All pregnancy outcomes must be funded equally
Anti-choice people often say that pregnancy is not a disease and that abortion is a lifestyle choice-therefore, it is not medically necessary. However, the same arguments can be made for childbirth. There are no medical reasons for a woman to get pregnant and have a baby. She does so because she chooses to, often for socio-economic reasons. Anti-choice people might protest that there are “two patients” in a pregnancy and that abortion harms at least one of them. But Canadian courts have ruled decisively that fetuses are not legal persons with rights. Also, if the government were to de-insure abortion without also de-insuring childbirth, it would in effect be making the “lifestyle choice” for women. But such a move would bring us right back to the 1988 Morgentaler decision and the issues of unequal access, arbitrary obstacles, and discrimination against women.
Also, the co-opting of the word “choice” by anti-abortionists to marginalize the medical necessity of abortion is inappropriate and irrelevant. Every medical procedure is essentially a choice-people have the right to opt out, even if it means choosing death instead.

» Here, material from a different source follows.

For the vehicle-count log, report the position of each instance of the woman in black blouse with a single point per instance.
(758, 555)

Unwanted pregnancies are costly
If abortion were de-funded, more women would be forced to carry to term. But the medical costs of childbirth are at least three times higher than the medical costs of abortion, and the social costs of raising unwanted children are prohibitive. According to U.S. figures, for every $1 spent by government to pay for abortions for poor women, about $4 is saved in public medical and welfare expenditures resulting from the unintended birth. Known risks of unintended birth include inadequate prenatal care, smoking and drinking during pregnancy, low birth-weight babies, and increased medical risks and poor social outcomes for pregnant adolescents and their babies. (www.cbctrust.com/ECONOMIC.html). Compared to wanted children, unwanted children are up to four times more likely to have an adult criminal record, and up to six times more likely to receive welfare between ages 16 and 21 (www.prochoiceactionnetwork-canada.org/articles/civilize.shtml).
Opinion polls are not relevant to the abortion funding issue
Opinion polls commissioned by anti-abortion groups show that a majority of voters do not want to pay for abortion procedures. But if equitable access to legal, safe abortion is a constitutional right for women, and if provinces and medical groups are responsible for deciding which treatments will be funded as medically necessary, that means the public has no business voting to defund abortion. Women’s basic rights and doms must not be subjected to a vote by the electorate.
Further, if a majority of taxpayers really don’t want to fund abortion, that may just indicate a misunderstanding of the issue by the public, rather than an informed and reasonable perspective. The public has been subjected to relentless anti-choice propaganda for years. As a result, many misconceptions about abortion have made their way into the mainstream, such as the notion that women who have abortions are irresponsible and promiscuous. Such misconceptions contribute to the belief that abortion should not be funded.